Medicine and industry working together
Multiwave was founded in 2015 and initially focused on software for engineering applications. In a world of extraordinary disruption in medical diagnostics, we believe that no company on its own can create enough breakthroughs to sustainably improve care quality and reduce costs for patients and health systems. For this reason, the foundation of our continuous scientific improvement rests on partnerships with leading research centres and hospitals around the world.

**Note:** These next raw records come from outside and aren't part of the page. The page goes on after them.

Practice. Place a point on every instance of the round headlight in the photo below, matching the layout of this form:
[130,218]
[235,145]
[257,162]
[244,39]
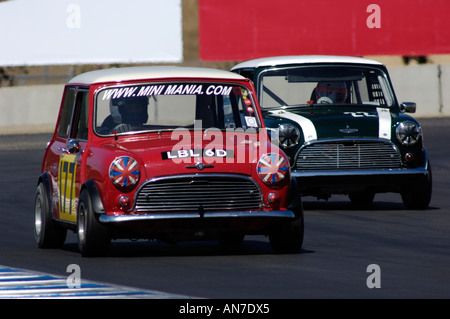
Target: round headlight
[124,172]
[272,168]
[288,135]
[407,133]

The Institut Fresnel, a laboratory of Aix Marseille University and the French national research service CNRS, is one of our key partners. In 2016, they put together a consortium of leading European metamaterial experts, magnetic resonance imaging (MRI) specialists and medical doctors to tackle the hardest problems in next-generation MRI scanning, and the consortium was awarded funding for the FET Open project M-CUBE in 2017. We rolled up our sleeves to disrupt the barriers of ultra-high field MRI technology. Multiwave’s efforts led to the company winning the “Best Young SME” category at the European Commission’s prestigious 2018 Innovation Radar Prize. This was followed by further FET awards through the FET Launchpad facility to bring to market equipment to improve the quality of MRI images, and most recently a novel MRI application to monitor metabolism changes in organ-on-a-chip technology to accelerate drug discovery for the pharmaceutical industry.
A race measured in Tesla
The strength of the magnetic field of an MRI scanner, measured in Tesla, is directly proportionate to the quality of the images it generates. Currently, scanners with a strength of 1.5 Tesla are most commonly used on patients, but Europe and the US are racing to equip their imaging centres with scanners with a strength of 3 Tesla and even 7 Tesla. 7-Tesla scanners are the most powerful type currently available for use in hospitals, and received regulatory approval on both sides of the Atlantic for brain and knee imaging at the end of 2017. In the field of research, France’s CEA Neurospin facility outside Paris is on a par with the University of Minnesota in the US: both have 11.75-Tesla machines. Weighing more than 130 metric tons (compared to 25 metric tons for a 7-Tesla scanner), they are more than three times as heavy as an Airbus A320 aircraft.
As the magnetic field strength of a scanner increases, anomalies appear on scans that make diagnosis difficult, and in some cases, impossible. More work and more sophisticated equipment is needed to ensure that diagnosis is accurate throughout the body part being studied. Multiwave’s early technology harvest focuses on improving image quality, and hence improve patient care and reduce costs to health systems through early detection of diseases and neurological conditions.
Lowering waiting times through technology
Despite a four-fold increase in the number of MRI scanners available in Europe in the past 20 years, the average waiting time for an MRI has remained stable at 30 days. Our technology pipeline, “WearMeMRI” addresses these challenges by reducing the average MRI scan cycle by 20%, thereby increasing patient throughput by on average 3 people a day per scanner. This not only means improved patient care but translates into better economics for hospitals and clinics and by association, a lower burden to health systems.
Bridging the financing gap - why EU funding can make a difference
According to a KPMG study, 2018 saw over $250 billion in venture capital invested globally: of this, $130 billion was invested in the US, and only $24 billion in Europe. The new European Innovation Council (EIC) is committing €3 billion over 2018-2020 to reverse that trend, through its Pathfinder and Accelerator programs.
As we see our MRI portfolio mature, Multiwave is considering spinning out our activities into a new entity, Multiwave Imaging, specifically dedicated to breakthrough MRI technology. We look forward to partnering with the EIC to drive innovation a step further in Europe. Our platform is our ecosystem. With the EIC by our side, we can make that platform a European success.